AzureBlobStorageToTeradataOperator

AzureBlobStorageToTeradataOperator 的目的是定義將 CSV、JSON 和 Parquet 格式資料從 Azure Blob Storage 傳輸到 Teradata 表的任務。使用 AzureBlobStorageToTeradataOperator 將資料從 Azure Blob Storage 傳輸到 Teradata。此運算元利用 Teradata READ_NOS 功能將 CSV、JSON 和 Parquet 格式的資料從 Azure Blob Storage 匯入到 Teradata 中。此運算元直接從物件儲存訪問資料,並使用 READ_NOS 和 CREATE TABLE AS 功能以及以下 SQL 語句在資料庫中生成永久表。

CREATE MULTISET TABLE multiset_table_name AS (
  SELECT *
  FROM (
    LOCATION='YOUR-OBJECT-STORE-URI'
    AUTHORIZATION=authorization_object
  ) AS d
) WITH DATA;

它支援從公共和私有物件儲存載入資料。對於私有物件儲存,可以透過 Teradata Authorization 資料庫物件或在 Airflow 中透過 Azure Blob Storage 連線定義的物件儲存登入和物件儲存金鑰授予對物件儲存的訪問許可權。相反,對於從公共物件儲存傳輸資料,則不需要授權或訪問憑據。

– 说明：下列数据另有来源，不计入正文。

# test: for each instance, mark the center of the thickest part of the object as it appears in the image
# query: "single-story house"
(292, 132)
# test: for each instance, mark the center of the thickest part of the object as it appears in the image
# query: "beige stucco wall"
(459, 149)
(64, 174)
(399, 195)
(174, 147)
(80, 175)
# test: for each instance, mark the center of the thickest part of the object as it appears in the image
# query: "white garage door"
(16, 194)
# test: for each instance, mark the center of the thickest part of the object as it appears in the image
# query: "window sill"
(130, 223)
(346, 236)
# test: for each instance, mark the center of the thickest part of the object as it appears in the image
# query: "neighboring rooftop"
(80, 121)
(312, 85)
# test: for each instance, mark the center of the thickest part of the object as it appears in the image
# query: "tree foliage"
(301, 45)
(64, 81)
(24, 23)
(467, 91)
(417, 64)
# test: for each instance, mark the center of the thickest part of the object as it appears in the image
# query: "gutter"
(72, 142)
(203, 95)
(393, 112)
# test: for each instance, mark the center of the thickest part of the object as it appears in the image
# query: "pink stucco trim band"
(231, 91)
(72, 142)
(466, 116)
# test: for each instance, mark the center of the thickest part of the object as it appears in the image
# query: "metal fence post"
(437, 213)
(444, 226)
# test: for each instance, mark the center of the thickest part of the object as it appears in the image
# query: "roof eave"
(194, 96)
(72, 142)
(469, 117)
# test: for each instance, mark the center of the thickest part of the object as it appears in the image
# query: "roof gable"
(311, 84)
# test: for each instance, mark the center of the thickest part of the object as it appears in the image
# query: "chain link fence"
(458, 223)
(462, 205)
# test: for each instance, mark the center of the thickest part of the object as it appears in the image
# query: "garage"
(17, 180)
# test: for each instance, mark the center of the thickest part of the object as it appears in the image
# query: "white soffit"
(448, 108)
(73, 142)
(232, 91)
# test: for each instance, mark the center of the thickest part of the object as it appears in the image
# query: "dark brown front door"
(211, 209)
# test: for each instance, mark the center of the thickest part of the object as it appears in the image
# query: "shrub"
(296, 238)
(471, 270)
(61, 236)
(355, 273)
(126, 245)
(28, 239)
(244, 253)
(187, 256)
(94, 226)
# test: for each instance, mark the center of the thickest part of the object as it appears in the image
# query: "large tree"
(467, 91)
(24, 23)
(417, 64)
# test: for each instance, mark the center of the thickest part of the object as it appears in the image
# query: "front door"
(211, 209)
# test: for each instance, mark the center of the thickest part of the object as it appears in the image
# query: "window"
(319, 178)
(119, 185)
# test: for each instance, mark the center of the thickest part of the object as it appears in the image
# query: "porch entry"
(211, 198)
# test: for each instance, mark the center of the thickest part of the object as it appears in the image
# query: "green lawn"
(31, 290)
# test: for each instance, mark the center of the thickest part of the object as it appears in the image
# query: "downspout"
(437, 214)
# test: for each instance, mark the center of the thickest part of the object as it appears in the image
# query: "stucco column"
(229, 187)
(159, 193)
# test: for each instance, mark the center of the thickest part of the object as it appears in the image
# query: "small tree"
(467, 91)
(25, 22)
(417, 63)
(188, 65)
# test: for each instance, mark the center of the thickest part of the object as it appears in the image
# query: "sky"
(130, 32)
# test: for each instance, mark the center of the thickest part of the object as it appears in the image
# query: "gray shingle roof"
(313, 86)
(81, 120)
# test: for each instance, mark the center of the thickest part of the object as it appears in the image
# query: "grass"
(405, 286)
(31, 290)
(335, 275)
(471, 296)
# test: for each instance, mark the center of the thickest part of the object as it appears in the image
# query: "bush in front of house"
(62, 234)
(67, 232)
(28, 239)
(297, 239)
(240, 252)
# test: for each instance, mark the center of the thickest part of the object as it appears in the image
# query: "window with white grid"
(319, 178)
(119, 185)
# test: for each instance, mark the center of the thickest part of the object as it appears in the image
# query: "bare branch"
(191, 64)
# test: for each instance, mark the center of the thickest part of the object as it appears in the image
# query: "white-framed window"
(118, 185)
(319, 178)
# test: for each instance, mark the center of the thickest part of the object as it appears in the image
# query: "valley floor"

  • Teradata Authorization 資料庫物件訪問型別可與 AzureBlobStorageToTeradataOperatorteradata_authorization_name 引數一起使用

  • 物件儲存訪問金鑰 ID 和訪問金鑰 Secret 訪問型別可與 S3ToTeradataOperatorazure_conn_id 引數一起使用

https://docs.teradata.com/r/Enterprise_IntelliFlex_VMware/Teradata-VantageTM-Native-Object-Store-Getting-Started-Guide-17.20/Setting-Up-Access/Setting-Access-Privileges

注意

如果兩種訪問型別都已定義,則 Teradata Authorization 資料庫物件優先。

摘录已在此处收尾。